José is one of an estimated 5,000 immigrant dairy workers in Wisconsin. ROBERT GUTSCHE JR. / WCIJ
Reading Time: 8 minutes

Immigrants cope with isolation, grueling hours.

But there’s room for family life, too.

Yawning, the man pulls on his grimy work pants, then boots, then sweatshirt, releasing smells of animal waste and hay into the air. The October morning is cold enough he’d see his breath if the farm wasn’t consumed by darkness, the moon hidden behind heavy clouds.

The woman calls out in broken English as she walks up and down the aisles of the barn: “Come on, let’s go. Come on, come on.” The cows glare at her before, one by one, they begin their familiar stroll toward the milking parlor.

The daily routine is not unlike the one experienced by generations of Wisconsin farm families. But unlike those farmers, this young Mexican couple, José and Victoria, said goodbye to their families and traveled 1,720 miles to work long hours on a dairy farm in Western Wisconsin among people who do not speak their language and in a place where their presence is illegal.

José says most Americans don’t like immigrants. “They think that we are here invading their territory. But we aren’t left with any other option because the situation in Mexico is very, very difficult.”

Despite the ever-present threat of deportation, José and his wife have a sort of job security they never found in Mexico: Their employment is all but ensured by the need for cheap labor at larger dairy farms that are increasingly common across Wisconsin’s rolling pasture lands.

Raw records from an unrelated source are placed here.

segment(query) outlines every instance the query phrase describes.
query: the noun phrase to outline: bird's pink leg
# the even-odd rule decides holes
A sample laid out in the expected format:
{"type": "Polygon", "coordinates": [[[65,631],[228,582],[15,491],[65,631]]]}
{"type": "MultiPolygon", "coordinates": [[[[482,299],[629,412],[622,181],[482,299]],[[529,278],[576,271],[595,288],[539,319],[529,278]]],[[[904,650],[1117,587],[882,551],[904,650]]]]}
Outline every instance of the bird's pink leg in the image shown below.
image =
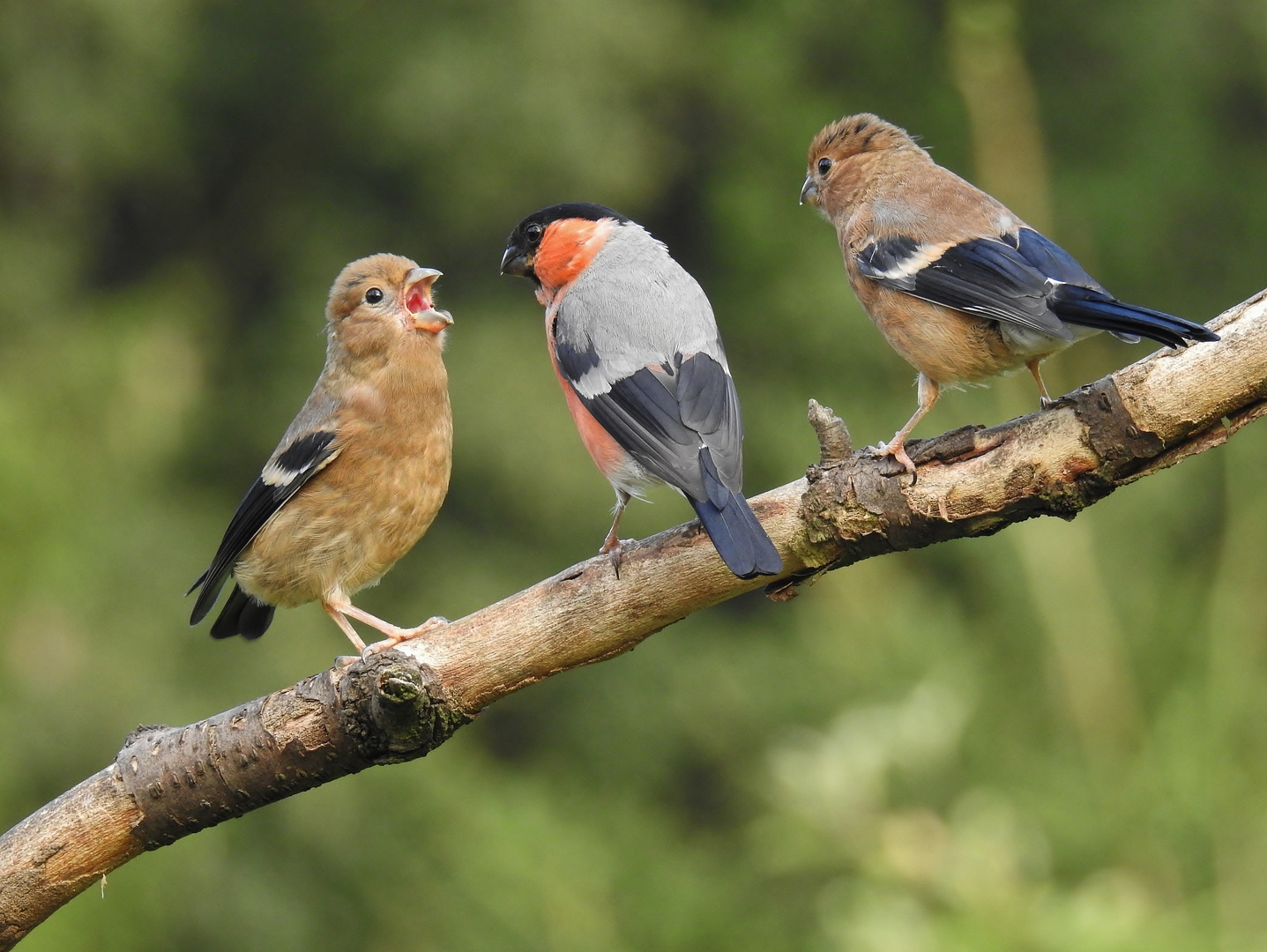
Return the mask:
{"type": "MultiPolygon", "coordinates": [[[[346,601],[346,599],[343,601],[346,601]]],[[[356,648],[356,653],[361,654],[365,651],[365,642],[361,641],[361,636],[359,636],[356,629],[352,628],[352,623],[347,620],[347,617],[343,614],[340,605],[323,600],[321,606],[326,609],[326,614],[334,619],[334,624],[337,624],[340,630],[347,636],[350,642],[352,642],[352,647],[356,648]]]]}
{"type": "Polygon", "coordinates": [[[1043,382],[1043,372],[1038,368],[1039,360],[1040,360],[1039,357],[1035,357],[1033,361],[1026,361],[1025,366],[1030,368],[1030,373],[1034,375],[1034,382],[1038,384],[1039,406],[1041,406],[1044,410],[1048,410],[1052,408],[1052,404],[1054,404],[1055,400],[1053,400],[1050,396],[1047,395],[1047,384],[1043,382]]]}
{"type": "Polygon", "coordinates": [[[324,608],[326,613],[334,619],[334,623],[343,629],[343,633],[352,639],[352,644],[357,646],[357,651],[361,653],[362,657],[365,654],[374,654],[376,652],[385,651],[388,648],[394,648],[403,641],[417,638],[419,636],[427,634],[428,632],[433,632],[437,628],[443,628],[445,625],[449,624],[447,618],[435,615],[433,618],[428,618],[426,622],[423,622],[421,625],[417,625],[416,628],[400,628],[398,625],[392,624],[390,622],[384,622],[381,618],[376,615],[371,615],[369,611],[356,608],[356,605],[353,605],[347,598],[343,596],[334,596],[327,599],[326,601],[322,601],[322,608],[324,608]],[[383,634],[385,634],[386,638],[384,638],[380,642],[374,642],[372,644],[366,646],[365,642],[362,642],[356,636],[356,632],[352,629],[351,622],[347,620],[348,618],[355,618],[357,622],[364,622],[376,632],[383,632],[383,634]]]}
{"type": "Polygon", "coordinates": [[[936,404],[938,396],[941,392],[938,387],[938,382],[935,380],[929,380],[922,373],[916,377],[916,382],[917,392],[920,395],[920,409],[915,411],[915,415],[906,422],[906,425],[902,427],[902,429],[893,434],[891,441],[881,443],[878,447],[868,447],[868,449],[875,453],[875,456],[892,456],[902,463],[902,466],[906,467],[906,471],[912,476],[915,475],[915,463],[911,462],[911,457],[906,453],[906,438],[911,435],[911,430],[915,429],[915,425],[924,419],[924,414],[933,409],[933,405],[936,404]]]}
{"type": "Polygon", "coordinates": [[[616,511],[613,513],[614,518],[612,519],[612,528],[598,549],[598,554],[611,557],[612,568],[616,570],[617,579],[621,575],[621,537],[617,533],[617,529],[621,525],[621,517],[625,515],[625,506],[628,504],[630,494],[622,489],[616,490],[616,511]]]}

The couple’s story is representative of roughly 5,000 immigrants who have become the labor backbone of Wisconsin’s signature industry. Immigrants now account for about 40 percent of the state’s dairy labor force, up from just 5 percent 10 years earlier, according to a 2009 study by the University of Wisconsin-Madison Program on Agricultural Technology Studies. While that study didn’t explore immigration status, earlier federal surveys have estimated half of all immigrant crop workers nationwide are working illegally.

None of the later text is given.